John McCullough

John McCullough



Dance of the Locust

Tonight began in another decade.
Too many tequila slammers.
Too many tears and blue neon animals.

Mel snorts a line of coke
beneath a mirror in the salon she owns,
offers the bag. Not for me, thanks.

It’s the anniversary of the Admiral Duncan
bomb and the Metro‘s crammed with stories:
the woman who stepped over someone,

complained she wanted a better view
of the dying. The explosion starting under
the floor, causing many shattered legs.

An article at the time described
those who fled in panic as swarming.
Mel slumps back, exhales. That’s better.

And the thoughts flock relentlessly
like gulls.
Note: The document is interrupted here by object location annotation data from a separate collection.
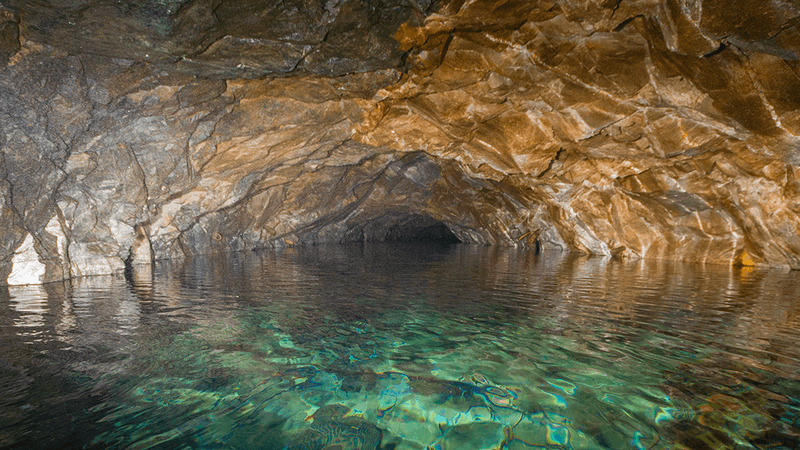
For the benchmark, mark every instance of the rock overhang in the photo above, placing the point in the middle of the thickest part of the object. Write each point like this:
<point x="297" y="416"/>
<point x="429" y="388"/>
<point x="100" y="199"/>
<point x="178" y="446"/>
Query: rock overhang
<point x="639" y="129"/>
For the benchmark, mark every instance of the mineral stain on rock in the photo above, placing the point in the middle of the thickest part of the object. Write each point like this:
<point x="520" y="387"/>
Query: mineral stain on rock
<point x="137" y="131"/>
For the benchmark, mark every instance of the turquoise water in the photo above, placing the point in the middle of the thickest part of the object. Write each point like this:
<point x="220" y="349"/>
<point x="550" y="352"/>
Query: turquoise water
<point x="404" y="347"/>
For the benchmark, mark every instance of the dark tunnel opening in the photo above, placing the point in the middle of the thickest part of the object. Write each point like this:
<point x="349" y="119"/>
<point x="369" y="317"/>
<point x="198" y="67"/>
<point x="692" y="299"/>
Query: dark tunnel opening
<point x="400" y="228"/>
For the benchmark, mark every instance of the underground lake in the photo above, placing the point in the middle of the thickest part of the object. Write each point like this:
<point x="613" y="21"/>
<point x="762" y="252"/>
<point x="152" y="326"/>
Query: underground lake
<point x="404" y="346"/>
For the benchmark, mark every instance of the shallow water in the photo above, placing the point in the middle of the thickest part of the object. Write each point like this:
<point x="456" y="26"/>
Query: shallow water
<point x="405" y="347"/>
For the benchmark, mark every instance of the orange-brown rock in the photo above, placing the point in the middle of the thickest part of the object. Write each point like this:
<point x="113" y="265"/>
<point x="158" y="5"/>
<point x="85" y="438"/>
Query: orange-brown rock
<point x="636" y="128"/>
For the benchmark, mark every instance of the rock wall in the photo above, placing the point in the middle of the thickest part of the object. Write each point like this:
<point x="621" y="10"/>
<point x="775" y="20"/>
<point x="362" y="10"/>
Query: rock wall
<point x="160" y="129"/>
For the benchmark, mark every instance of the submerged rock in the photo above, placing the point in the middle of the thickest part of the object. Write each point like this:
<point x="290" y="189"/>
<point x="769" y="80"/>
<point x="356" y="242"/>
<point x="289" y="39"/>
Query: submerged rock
<point x="638" y="129"/>
<point x="333" y="429"/>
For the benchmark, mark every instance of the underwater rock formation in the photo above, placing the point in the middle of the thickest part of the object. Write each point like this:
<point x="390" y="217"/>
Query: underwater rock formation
<point x="140" y="130"/>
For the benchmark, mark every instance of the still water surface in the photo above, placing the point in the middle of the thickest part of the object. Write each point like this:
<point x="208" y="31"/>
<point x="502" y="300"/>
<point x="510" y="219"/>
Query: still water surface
<point x="404" y="347"/>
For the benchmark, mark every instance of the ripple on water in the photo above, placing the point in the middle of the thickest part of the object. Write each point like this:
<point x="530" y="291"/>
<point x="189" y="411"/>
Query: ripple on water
<point x="370" y="347"/>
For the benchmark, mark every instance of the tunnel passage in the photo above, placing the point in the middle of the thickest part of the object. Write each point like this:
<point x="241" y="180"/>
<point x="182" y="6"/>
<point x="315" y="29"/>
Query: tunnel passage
<point x="403" y="227"/>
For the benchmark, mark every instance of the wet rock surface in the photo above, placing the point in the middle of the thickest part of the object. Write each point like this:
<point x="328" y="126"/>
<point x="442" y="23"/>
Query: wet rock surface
<point x="640" y="129"/>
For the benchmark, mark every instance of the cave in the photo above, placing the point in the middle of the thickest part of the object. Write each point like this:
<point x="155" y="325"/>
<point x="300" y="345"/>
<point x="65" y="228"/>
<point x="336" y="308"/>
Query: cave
<point x="398" y="227"/>
<point x="399" y="224"/>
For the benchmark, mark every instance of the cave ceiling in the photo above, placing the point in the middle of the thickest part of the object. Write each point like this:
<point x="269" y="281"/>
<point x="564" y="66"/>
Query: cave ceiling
<point x="139" y="130"/>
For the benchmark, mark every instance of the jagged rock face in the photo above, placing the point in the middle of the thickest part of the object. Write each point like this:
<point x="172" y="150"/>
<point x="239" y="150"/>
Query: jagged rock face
<point x="161" y="129"/>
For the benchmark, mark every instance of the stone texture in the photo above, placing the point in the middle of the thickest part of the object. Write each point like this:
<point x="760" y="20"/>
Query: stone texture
<point x="638" y="129"/>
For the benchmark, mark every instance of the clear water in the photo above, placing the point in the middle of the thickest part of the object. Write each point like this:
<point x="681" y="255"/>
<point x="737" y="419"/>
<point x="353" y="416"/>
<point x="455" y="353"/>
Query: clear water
<point x="405" y="347"/>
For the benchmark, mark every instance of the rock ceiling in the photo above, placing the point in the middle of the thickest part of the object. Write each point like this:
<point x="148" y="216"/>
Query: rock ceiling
<point x="164" y="128"/>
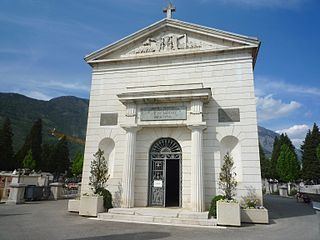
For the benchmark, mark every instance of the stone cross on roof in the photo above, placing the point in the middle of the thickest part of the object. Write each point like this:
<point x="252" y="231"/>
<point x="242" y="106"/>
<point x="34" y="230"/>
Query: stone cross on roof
<point x="169" y="9"/>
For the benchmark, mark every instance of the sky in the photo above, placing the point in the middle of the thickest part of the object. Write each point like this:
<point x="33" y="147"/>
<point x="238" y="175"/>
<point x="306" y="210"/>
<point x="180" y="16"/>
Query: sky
<point x="43" y="43"/>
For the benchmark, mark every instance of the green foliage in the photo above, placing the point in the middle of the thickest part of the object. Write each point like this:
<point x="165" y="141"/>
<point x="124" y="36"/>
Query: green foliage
<point x="107" y="197"/>
<point x="99" y="172"/>
<point x="213" y="206"/>
<point x="265" y="164"/>
<point x="227" y="181"/>
<point x="7" y="161"/>
<point x="278" y="142"/>
<point x="47" y="157"/>
<point x="288" y="168"/>
<point x="67" y="114"/>
<point x="59" y="160"/>
<point x="310" y="160"/>
<point x="77" y="165"/>
<point x="28" y="161"/>
<point x="293" y="192"/>
<point x="33" y="141"/>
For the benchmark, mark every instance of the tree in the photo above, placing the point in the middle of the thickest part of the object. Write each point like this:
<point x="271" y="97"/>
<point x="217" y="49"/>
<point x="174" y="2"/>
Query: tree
<point x="288" y="168"/>
<point x="77" y="165"/>
<point x="310" y="161"/>
<point x="278" y="142"/>
<point x="28" y="161"/>
<point x="264" y="164"/>
<point x="47" y="160"/>
<point x="99" y="172"/>
<point x="33" y="141"/>
<point x="274" y="158"/>
<point x="59" y="161"/>
<point x="7" y="161"/>
<point x="227" y="180"/>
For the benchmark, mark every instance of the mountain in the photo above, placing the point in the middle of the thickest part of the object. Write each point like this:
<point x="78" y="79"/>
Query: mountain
<point x="266" y="139"/>
<point x="68" y="115"/>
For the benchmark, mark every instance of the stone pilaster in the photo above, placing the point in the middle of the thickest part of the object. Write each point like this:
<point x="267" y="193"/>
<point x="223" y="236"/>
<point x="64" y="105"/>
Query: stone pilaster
<point x="197" y="185"/>
<point x="129" y="168"/>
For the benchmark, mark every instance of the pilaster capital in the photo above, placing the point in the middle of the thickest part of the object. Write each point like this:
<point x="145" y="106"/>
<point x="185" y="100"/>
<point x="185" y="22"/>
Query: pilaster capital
<point x="131" y="128"/>
<point x="197" y="126"/>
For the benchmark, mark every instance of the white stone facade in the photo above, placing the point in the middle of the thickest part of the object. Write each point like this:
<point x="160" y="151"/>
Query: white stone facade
<point x="204" y="70"/>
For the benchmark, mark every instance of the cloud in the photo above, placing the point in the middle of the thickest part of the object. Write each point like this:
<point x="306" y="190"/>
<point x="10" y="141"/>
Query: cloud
<point x="296" y="133"/>
<point x="270" y="108"/>
<point x="278" y="85"/>
<point x="36" y="95"/>
<point x="284" y="4"/>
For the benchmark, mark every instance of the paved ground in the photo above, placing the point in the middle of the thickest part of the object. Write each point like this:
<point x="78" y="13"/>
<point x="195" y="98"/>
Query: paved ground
<point x="50" y="220"/>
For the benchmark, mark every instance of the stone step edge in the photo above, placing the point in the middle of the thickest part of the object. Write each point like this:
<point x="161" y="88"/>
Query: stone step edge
<point x="181" y="215"/>
<point x="158" y="223"/>
<point x="151" y="219"/>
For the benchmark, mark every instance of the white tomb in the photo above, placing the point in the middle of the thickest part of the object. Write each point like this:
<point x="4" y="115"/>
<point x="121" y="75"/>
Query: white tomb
<point x="166" y="104"/>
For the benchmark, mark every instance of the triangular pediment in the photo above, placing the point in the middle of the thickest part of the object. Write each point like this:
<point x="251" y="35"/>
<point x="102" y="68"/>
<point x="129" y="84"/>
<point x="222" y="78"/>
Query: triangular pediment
<point x="171" y="36"/>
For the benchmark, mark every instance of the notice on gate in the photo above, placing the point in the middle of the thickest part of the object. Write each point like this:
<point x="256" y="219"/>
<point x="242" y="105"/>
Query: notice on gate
<point x="163" y="113"/>
<point x="157" y="183"/>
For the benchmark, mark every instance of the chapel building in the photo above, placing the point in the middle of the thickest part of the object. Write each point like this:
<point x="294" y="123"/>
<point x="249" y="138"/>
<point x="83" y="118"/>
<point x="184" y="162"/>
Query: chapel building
<point x="166" y="104"/>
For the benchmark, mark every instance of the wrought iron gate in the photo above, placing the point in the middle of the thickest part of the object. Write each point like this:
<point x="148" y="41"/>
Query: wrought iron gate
<point x="163" y="150"/>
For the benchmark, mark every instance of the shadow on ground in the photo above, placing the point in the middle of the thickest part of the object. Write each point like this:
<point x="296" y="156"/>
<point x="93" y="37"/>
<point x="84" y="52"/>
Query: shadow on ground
<point x="131" y="236"/>
<point x="280" y="207"/>
<point x="13" y="214"/>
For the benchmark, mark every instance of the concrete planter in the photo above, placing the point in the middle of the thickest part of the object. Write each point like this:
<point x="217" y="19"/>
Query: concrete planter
<point x="91" y="205"/>
<point x="228" y="213"/>
<point x="73" y="205"/>
<point x="255" y="216"/>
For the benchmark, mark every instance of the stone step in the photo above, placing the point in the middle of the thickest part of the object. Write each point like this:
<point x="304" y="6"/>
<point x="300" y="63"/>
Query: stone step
<point x="157" y="219"/>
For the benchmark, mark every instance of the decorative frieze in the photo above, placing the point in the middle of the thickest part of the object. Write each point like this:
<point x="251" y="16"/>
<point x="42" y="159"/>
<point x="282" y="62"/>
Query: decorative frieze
<point x="169" y="42"/>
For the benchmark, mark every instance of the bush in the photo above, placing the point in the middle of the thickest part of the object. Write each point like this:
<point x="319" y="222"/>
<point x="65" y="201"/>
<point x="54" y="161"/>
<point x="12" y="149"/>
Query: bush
<point x="293" y="192"/>
<point x="107" y="198"/>
<point x="213" y="206"/>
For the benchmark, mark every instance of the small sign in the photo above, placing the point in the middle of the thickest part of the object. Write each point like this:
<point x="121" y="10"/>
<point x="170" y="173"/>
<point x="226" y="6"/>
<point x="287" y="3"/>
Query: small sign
<point x="157" y="183"/>
<point x="229" y="115"/>
<point x="108" y="119"/>
<point x="163" y="113"/>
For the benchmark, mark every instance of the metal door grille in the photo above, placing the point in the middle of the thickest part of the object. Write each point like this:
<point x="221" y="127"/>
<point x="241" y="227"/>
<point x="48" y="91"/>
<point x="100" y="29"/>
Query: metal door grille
<point x="164" y="149"/>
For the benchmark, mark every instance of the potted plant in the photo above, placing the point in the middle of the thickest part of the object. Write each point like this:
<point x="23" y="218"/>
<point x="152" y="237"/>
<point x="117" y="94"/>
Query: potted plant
<point x="252" y="211"/>
<point x="228" y="209"/>
<point x="92" y="204"/>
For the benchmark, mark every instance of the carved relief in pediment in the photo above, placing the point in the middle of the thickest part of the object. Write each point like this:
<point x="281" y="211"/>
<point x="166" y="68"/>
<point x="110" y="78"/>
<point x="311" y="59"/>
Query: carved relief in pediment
<point x="170" y="42"/>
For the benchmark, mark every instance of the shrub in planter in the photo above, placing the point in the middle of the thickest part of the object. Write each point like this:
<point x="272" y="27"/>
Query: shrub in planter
<point x="228" y="209"/>
<point x="213" y="206"/>
<point x="107" y="198"/>
<point x="293" y="192"/>
<point x="92" y="204"/>
<point x="227" y="180"/>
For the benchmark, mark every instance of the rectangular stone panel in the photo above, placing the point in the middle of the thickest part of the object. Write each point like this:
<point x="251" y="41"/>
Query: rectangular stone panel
<point x="163" y="113"/>
<point x="108" y="119"/>
<point x="229" y="115"/>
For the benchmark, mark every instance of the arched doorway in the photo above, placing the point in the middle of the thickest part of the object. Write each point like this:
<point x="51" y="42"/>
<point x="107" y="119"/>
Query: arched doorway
<point x="165" y="173"/>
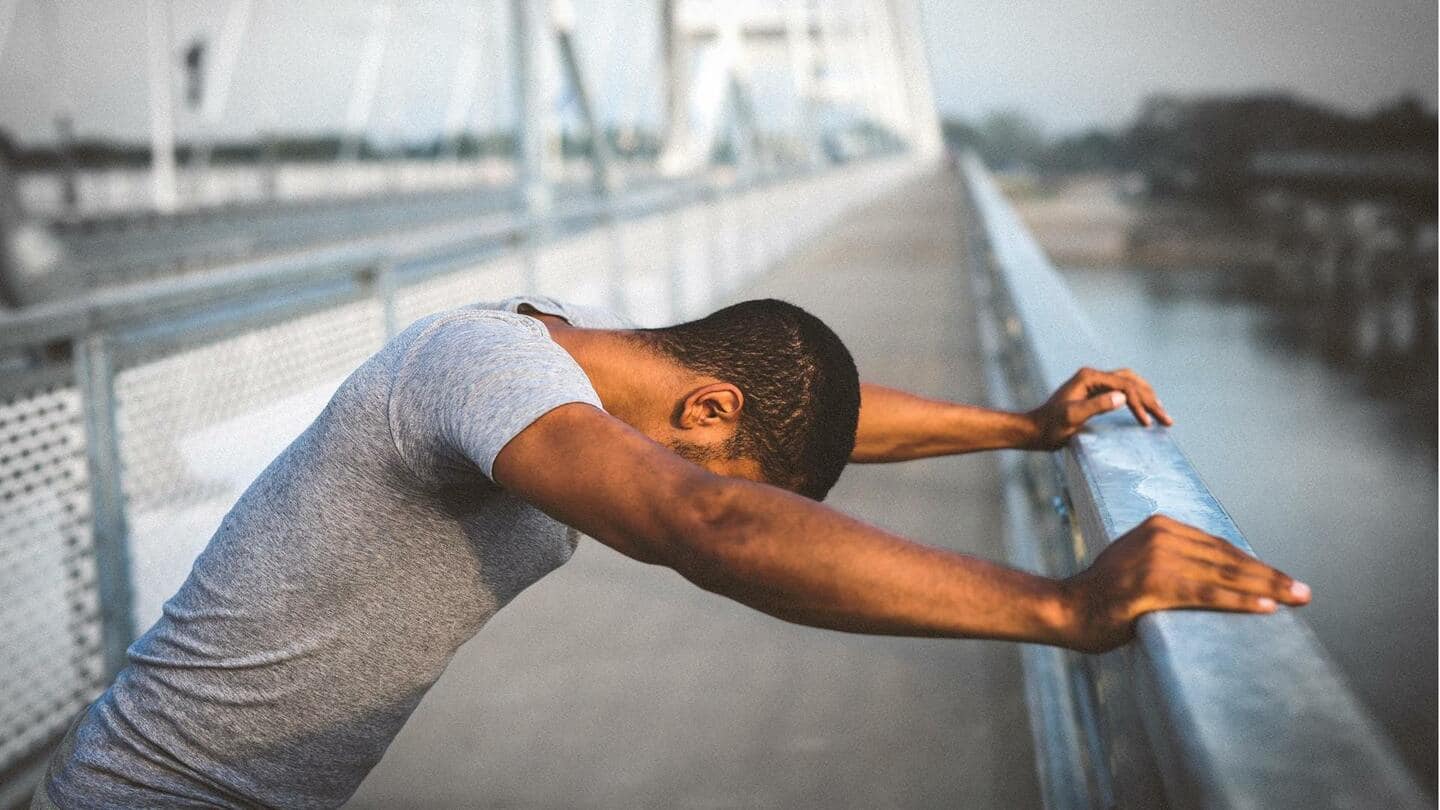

The way Brighton looks to the rest
of England: hen nights, junkies, orgies―

London’s freak dump by the sea.
Faux-Regency houses, giant blooms
of damp. On TV, a crush of pink locusts

lies heaped on a beach, wings
smashed from crossing the ocean.
I hear my mouth-parts click.

Mel can’t cut hair herself
and her full-timer’s about to leave
so the salon’s closing, another disappearance

after half the saunas and bars.
The sea lavender along my cliffs
is burning. I say goodbye, slip out.

It’s almost my anniversary too―
ten years since I lost Andy.
What is it I’m meant to be doing now?

Then it smacks me by the pier: salt
rushes into my nostrils with the tang
of frying crêpes, bass from the last gay club

that’s not part of a hotel. Fuck it.
What’s more important than the immensity
of sky is the swarm beneath it.

If I look, I will discover myself
among a shifting cloud of figures
on the ground, damaged but still here,

still searching for havoc as I scurry
toward the throb and, behind me,
my battered wings unfold.





JOHN MCCULLOUGH won the Polari First Book Prize in 2012. His third collection of poems, Reckless Paper Birds, was published by Penned in the Margins in 2019, and is currently shortlisted for the Costa Poetry Award.